June 14, 2016
Mier Mier is the artistic project by Shanghai-born artist Mier Luo. Her education in Environmental Design inspires Mier to focus on the cohesion between art and design and awareness of nature and sustainability.
When/Why did you start working in this particular craft/field?
I grew up in a household of ceramic artists and played with clay as a child, but I never thought I would be working with clay as part of my career. In my last year studying product design at the Maryland Institute College of Art, I wanted to use clay for my thesis project to capture biological form and textures. That’s when I realized that clay felt the most natural to me. I had a lot of fun creating the work and realized that there’s so much potential with this material. I really just wanted to create, and ceramics felt like the most comfortable and expressive way for me to do that.
What do you think sets your designs apart from others?
It’s organic and elegant. Because my forms are references from nature, they’re both simple and intricate. All ceramics are hand-formed and kiln fired, so you never get the exact same results. I’ve made so many different pieces of jewelry that I don’t have all of them documented! I love experimenting with contrasting textures and combining materials — clay, wood, brass, and now leather.
Have you had any major failures? If so, what were some important insights gained?
My process of making is a constant back-and-forth between fail and try-again. It was important to me to learn not to let failures take over my emotions and try to move on quickly.
Have you sacrificed anything to create your business? If so, what was it, and do you have any regrets?
I frequently overwork my body — especially before a big order or show. Because I get so focused, it’s easy to work all day and night, skipping a meal or two. Over time, my body throws it back at me and requires time to recover. So I do regret wearing myself down. But it’s short-term regret.
What has been your proudest/favorite moment since creating your business?
Every time I hear people praise my work — that always makes me happy.
Doing this for nearly 3 years, production can get a bit repetitive. When I hear a positive response to my work, it reminds me of how excited I was when I created it.

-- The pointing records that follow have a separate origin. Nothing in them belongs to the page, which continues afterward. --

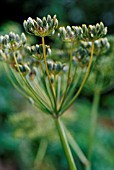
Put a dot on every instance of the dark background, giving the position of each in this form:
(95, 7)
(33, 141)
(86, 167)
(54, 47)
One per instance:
(68, 11)
(17, 147)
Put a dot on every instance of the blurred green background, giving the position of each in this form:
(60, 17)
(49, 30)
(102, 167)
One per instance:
(26, 135)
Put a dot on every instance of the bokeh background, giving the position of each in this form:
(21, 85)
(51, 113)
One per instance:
(27, 136)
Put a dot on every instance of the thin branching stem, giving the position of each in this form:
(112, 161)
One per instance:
(65, 144)
(84, 80)
(68, 82)
(47, 72)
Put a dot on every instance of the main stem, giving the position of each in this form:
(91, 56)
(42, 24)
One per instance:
(48, 75)
(94, 114)
(65, 144)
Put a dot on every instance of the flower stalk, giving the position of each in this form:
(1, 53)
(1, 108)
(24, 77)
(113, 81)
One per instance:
(65, 144)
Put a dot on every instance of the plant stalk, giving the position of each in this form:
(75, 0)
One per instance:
(94, 114)
(65, 144)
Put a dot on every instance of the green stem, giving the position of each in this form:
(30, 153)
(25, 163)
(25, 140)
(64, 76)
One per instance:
(84, 80)
(94, 114)
(68, 82)
(65, 144)
(40, 154)
(48, 75)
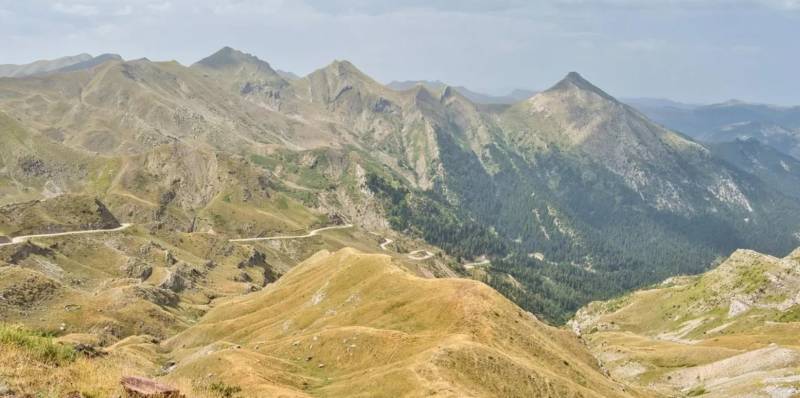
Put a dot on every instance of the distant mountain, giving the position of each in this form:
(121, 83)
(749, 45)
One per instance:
(778, 127)
(478, 98)
(43, 66)
(65, 64)
(287, 75)
(569, 192)
(779, 170)
(90, 63)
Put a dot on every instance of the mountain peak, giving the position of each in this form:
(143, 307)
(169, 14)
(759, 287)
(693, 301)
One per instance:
(229, 57)
(574, 81)
(344, 67)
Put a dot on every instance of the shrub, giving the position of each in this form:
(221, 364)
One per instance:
(39, 345)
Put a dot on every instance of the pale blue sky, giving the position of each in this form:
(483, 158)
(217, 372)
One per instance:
(688, 50)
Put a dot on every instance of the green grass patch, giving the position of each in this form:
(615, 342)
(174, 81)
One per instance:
(224, 390)
(791, 315)
(39, 345)
(697, 391)
(753, 279)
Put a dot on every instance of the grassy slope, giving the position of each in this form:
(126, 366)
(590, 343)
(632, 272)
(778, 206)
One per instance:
(354, 324)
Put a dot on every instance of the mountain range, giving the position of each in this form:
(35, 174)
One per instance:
(228, 175)
(600, 185)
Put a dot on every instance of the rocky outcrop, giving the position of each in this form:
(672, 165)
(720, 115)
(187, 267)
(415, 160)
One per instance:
(140, 387)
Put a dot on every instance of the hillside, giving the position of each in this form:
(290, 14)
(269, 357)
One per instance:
(354, 324)
(338, 324)
(227, 145)
(732, 331)
(775, 126)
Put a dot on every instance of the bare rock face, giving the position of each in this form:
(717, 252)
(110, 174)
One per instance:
(137, 268)
(140, 387)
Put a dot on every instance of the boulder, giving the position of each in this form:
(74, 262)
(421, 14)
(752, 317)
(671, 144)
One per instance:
(140, 387)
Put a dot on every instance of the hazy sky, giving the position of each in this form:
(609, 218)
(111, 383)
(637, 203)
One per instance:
(688, 50)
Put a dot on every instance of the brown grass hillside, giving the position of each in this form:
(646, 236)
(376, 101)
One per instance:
(354, 324)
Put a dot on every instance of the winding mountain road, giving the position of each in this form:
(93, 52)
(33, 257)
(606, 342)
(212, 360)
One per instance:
(476, 264)
(20, 239)
(308, 235)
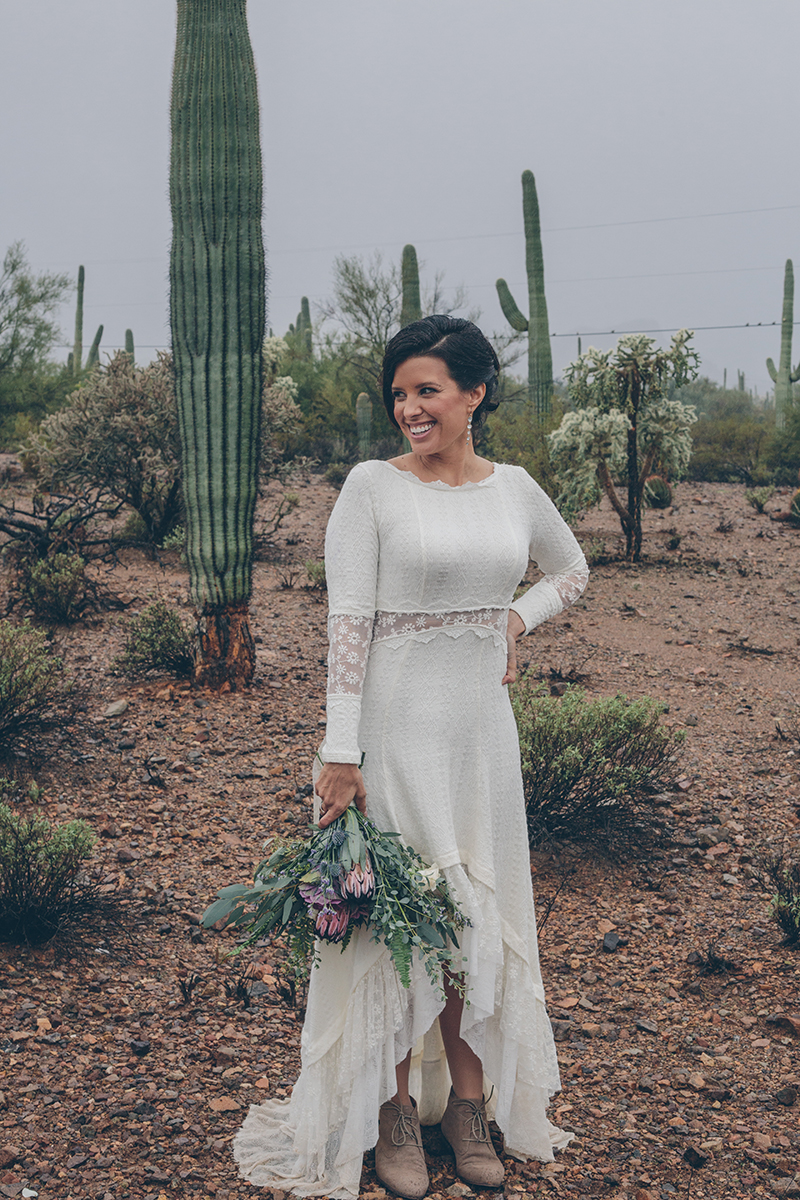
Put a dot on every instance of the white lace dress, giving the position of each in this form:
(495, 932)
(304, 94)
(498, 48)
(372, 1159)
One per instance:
(420, 580)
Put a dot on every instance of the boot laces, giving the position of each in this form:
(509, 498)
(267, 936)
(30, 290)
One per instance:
(405, 1129)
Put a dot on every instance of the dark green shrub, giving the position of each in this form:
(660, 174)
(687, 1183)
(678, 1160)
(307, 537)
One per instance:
(31, 679)
(43, 886)
(758, 497)
(156, 640)
(55, 587)
(657, 492)
(591, 767)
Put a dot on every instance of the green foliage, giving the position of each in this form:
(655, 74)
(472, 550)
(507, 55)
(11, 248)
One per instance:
(55, 587)
(316, 573)
(624, 425)
(759, 497)
(30, 385)
(217, 293)
(119, 432)
(591, 767)
(156, 640)
(783, 377)
(31, 681)
(42, 881)
(540, 355)
(657, 492)
(411, 303)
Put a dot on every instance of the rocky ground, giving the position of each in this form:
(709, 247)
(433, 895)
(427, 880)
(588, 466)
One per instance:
(130, 1057)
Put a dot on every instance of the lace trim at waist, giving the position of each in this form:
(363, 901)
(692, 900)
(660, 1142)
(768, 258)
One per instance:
(401, 624)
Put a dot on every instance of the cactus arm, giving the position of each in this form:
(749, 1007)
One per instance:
(92, 358)
(411, 304)
(77, 349)
(540, 354)
(510, 310)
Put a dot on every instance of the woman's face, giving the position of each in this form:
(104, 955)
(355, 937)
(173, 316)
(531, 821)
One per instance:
(429, 407)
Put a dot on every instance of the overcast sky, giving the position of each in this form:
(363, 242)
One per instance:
(662, 135)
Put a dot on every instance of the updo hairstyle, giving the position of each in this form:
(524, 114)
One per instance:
(462, 347)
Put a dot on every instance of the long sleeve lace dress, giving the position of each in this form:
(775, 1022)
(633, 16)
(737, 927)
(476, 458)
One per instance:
(421, 577)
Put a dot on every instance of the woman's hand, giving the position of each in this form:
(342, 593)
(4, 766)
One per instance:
(516, 629)
(337, 785)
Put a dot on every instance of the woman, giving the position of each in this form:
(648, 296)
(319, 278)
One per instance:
(423, 555)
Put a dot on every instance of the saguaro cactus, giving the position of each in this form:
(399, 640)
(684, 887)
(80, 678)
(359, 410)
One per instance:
(785, 376)
(77, 348)
(217, 317)
(364, 421)
(540, 355)
(411, 305)
(92, 358)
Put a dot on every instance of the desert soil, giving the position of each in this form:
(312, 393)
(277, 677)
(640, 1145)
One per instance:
(128, 1060)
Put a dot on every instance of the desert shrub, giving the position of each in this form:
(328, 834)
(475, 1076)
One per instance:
(156, 640)
(781, 871)
(591, 767)
(42, 879)
(31, 679)
(759, 497)
(118, 432)
(316, 573)
(55, 587)
(657, 492)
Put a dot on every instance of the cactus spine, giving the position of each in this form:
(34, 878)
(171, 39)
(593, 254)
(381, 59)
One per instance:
(785, 376)
(364, 420)
(92, 358)
(77, 348)
(411, 305)
(540, 357)
(217, 318)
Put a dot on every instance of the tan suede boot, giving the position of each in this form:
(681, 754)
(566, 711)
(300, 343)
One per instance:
(400, 1158)
(465, 1127)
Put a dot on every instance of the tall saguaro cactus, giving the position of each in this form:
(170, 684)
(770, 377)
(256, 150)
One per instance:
(77, 348)
(217, 317)
(540, 355)
(411, 305)
(785, 376)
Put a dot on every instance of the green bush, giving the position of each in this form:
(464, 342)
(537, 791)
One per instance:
(42, 881)
(156, 640)
(31, 679)
(55, 587)
(657, 492)
(591, 767)
(758, 497)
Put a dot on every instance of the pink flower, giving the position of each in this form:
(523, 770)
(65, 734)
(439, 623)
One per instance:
(360, 881)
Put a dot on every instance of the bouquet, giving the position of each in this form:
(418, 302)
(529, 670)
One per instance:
(342, 877)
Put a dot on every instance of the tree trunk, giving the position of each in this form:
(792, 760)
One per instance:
(224, 652)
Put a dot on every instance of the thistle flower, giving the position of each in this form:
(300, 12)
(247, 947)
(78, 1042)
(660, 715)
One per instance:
(359, 881)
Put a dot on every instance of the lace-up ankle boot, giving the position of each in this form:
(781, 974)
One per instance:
(400, 1158)
(465, 1127)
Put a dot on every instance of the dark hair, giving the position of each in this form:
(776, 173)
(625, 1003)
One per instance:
(462, 347)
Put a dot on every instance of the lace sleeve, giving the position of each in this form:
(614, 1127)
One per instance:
(555, 550)
(350, 570)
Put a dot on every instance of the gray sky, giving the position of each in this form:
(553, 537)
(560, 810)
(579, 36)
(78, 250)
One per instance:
(386, 121)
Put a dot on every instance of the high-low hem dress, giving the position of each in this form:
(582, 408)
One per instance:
(421, 577)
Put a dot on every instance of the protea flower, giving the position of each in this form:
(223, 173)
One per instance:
(359, 881)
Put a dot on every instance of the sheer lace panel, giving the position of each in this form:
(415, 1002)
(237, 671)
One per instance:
(398, 624)
(349, 640)
(570, 587)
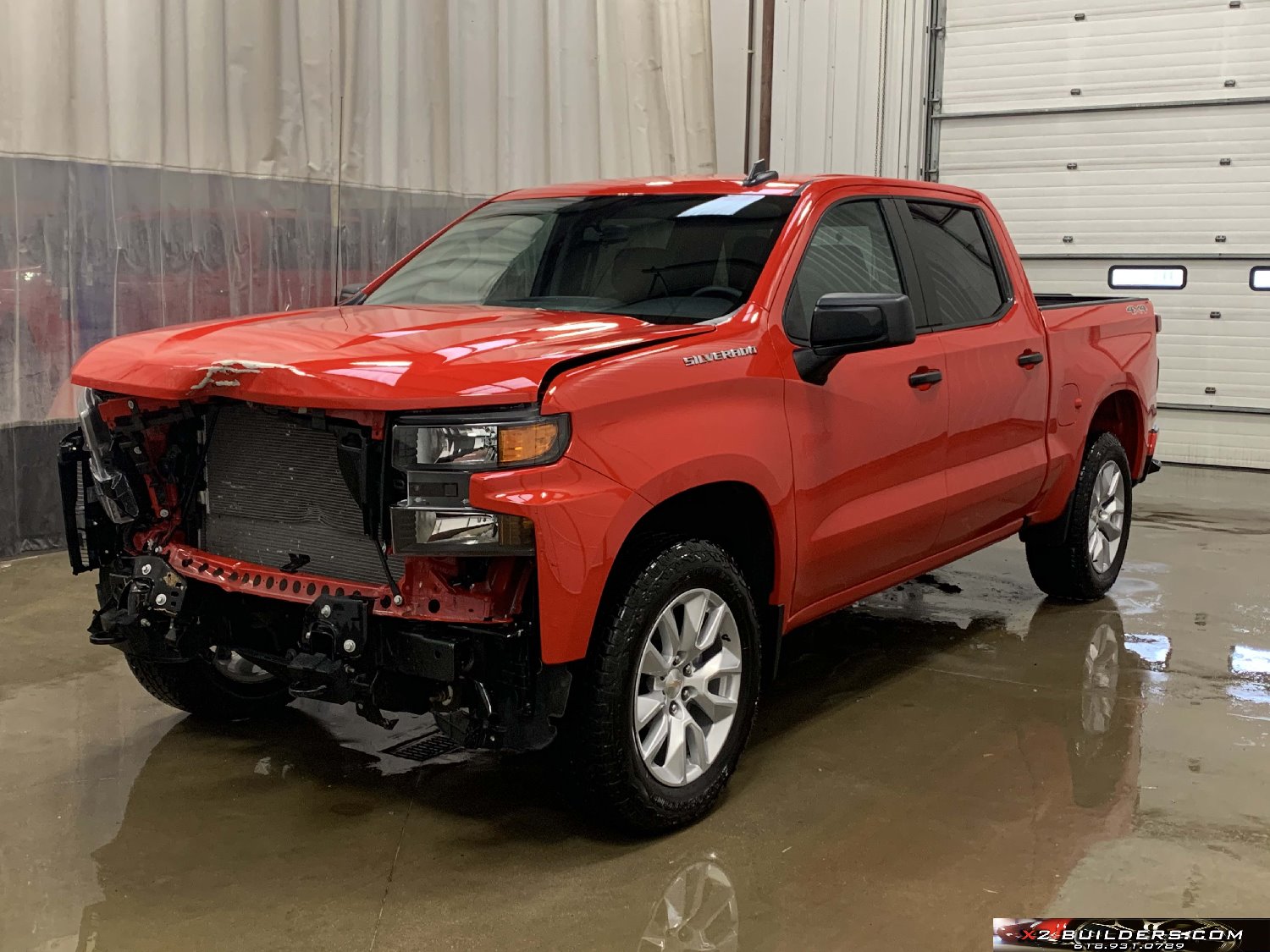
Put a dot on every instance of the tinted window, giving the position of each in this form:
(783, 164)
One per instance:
(952, 249)
(848, 253)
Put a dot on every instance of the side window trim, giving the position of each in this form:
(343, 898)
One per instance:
(906, 264)
(998, 263)
(908, 271)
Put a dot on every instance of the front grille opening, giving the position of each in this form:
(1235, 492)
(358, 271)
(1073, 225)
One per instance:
(274, 492)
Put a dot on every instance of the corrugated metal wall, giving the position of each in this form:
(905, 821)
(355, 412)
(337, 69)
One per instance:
(848, 86)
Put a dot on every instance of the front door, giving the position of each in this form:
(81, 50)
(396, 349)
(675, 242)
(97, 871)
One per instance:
(868, 444)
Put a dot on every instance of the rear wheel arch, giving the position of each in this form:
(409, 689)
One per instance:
(1123, 415)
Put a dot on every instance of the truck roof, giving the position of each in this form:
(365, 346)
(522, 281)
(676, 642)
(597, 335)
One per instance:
(721, 185)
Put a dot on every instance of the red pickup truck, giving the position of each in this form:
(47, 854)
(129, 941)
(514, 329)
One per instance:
(579, 461)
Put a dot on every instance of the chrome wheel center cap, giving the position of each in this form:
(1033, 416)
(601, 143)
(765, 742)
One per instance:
(673, 683)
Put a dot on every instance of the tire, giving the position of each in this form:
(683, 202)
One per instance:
(203, 690)
(599, 733)
(1074, 568)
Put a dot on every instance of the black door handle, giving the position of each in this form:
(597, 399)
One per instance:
(925, 378)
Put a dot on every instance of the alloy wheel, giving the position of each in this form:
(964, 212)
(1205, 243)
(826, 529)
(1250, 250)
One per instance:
(1107, 517)
(687, 687)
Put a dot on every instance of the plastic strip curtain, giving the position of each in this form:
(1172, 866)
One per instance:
(182, 162)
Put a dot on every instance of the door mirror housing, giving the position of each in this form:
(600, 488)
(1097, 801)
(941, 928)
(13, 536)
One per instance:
(846, 324)
(348, 292)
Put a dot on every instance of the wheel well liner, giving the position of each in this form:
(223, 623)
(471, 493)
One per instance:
(729, 513)
(1120, 414)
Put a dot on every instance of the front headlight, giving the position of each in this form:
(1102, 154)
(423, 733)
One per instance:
(479, 446)
(434, 459)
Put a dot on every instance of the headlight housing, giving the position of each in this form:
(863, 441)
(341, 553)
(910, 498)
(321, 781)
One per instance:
(434, 459)
(497, 444)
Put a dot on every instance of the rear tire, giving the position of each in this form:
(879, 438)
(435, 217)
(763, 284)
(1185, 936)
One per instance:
(625, 772)
(1086, 561)
(201, 688)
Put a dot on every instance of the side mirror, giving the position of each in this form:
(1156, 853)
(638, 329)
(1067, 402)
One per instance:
(846, 324)
(348, 292)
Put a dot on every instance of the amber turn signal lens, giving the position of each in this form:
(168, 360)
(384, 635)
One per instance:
(523, 443)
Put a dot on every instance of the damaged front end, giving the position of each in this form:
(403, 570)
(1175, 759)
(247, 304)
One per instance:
(226, 530)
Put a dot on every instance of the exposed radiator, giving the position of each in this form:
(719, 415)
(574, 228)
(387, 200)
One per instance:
(274, 490)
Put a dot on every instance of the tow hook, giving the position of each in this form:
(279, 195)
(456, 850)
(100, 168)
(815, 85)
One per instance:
(334, 634)
(142, 592)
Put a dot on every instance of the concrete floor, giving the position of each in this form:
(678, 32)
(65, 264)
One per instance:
(947, 751)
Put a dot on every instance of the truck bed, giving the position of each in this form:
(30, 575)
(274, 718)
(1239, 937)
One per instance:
(1052, 301)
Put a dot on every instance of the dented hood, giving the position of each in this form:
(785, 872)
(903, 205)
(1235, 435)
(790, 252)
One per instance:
(371, 357)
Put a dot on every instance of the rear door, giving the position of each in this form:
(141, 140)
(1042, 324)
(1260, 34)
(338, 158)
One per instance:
(868, 444)
(995, 372)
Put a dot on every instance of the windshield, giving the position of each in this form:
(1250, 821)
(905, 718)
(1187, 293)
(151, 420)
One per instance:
(660, 258)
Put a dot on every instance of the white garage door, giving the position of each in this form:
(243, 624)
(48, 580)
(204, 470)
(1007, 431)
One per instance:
(1130, 132)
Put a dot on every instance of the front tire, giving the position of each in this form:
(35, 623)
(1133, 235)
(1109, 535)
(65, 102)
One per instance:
(1086, 563)
(215, 687)
(667, 696)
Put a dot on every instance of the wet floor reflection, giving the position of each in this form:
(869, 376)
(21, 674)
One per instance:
(917, 753)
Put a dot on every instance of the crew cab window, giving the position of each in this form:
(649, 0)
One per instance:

I began making this stuff for my own creative exploration, but it’s nice to know that others are finding value in my work as well.
How does the city you live in influence your work?
New York City has a tremendous amount of designers and artists. It’s really fun and educational to see what other people are making. I think seeing others’ success and commitment to their crafts gave me some confidence to start my business. With that, NYC is also very competitive and trend-following. It’s important to be honest and have your own personality in your work.
What made you take this leap into being your own boss?
I had a bit of struggle after graduating art school. I was suddenly in the real world and unsure of what to do for a career. I found myself independent and wanted to make work that I loved. I felt that being my own boss is what had to happen in order to continue doing what I love.
What are some inspirations for your work?
Organic forms, textures, clay making – the tactile experience is a big part of my creating process and that’s my inspiration.
I have to feel it in my hands — grainy, fine clay. I’ll push and carve and mold. Imprint a honeycomb texture, glaze smoothly or leave the surface unfinished. It’s really all about the process.